Namibia on Monday took delivery of 23 ancient pieces of jewelry, tools and other objects pillaged during colonial rule, and returned as an indefinite loan from Germany.
The return of the artifacts is part of a project to encourage rapprochement between the two nations.
“All the artifacts were collected during the Germany colonial era from different Namibian communities,” said the Museum Association of Namibia chairwoman, Hilma Kautondokwa.
The returned items were taken mostly between the 1860s and the early 1890s, she said. Hundreds of other objects remain in Germany.
The items were handed over to the National Museum of Namibia by the Germany’s Ethnological Museum of the Prussian Cultural Heritage Foundation.
They were immediately put up for public exhibition and will be available to local academics for research.
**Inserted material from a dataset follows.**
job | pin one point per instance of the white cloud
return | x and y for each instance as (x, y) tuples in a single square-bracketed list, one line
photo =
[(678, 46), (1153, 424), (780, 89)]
In May 2021, Germany acknowledged it had committed genocide in colonial-era Namibia and promised 1 billion euros ($1.07 billion) in financial support to descendants of the victims.
Activists have rejected the offer as insufficient for the atrocities that have poisoned relations between Namibia and Germany for decades.
The return of the 23 artifacts came after three years of talks between Berlin’s Ethnological Museum and the National Museum of Namibia.
Activists in Namibia have also questioned why Germany opted to loan the looted artifacts as opposed to simply handing them back.
The Prussian Cultural Heritage Foundation president, Hermann Parzinger, gave a “guarantee… that these objects will stay in Namibia.”
The return of the artifacts is the latest move in response to mounting calls in Africa for Western countries to hand back colonial spoils from their museums.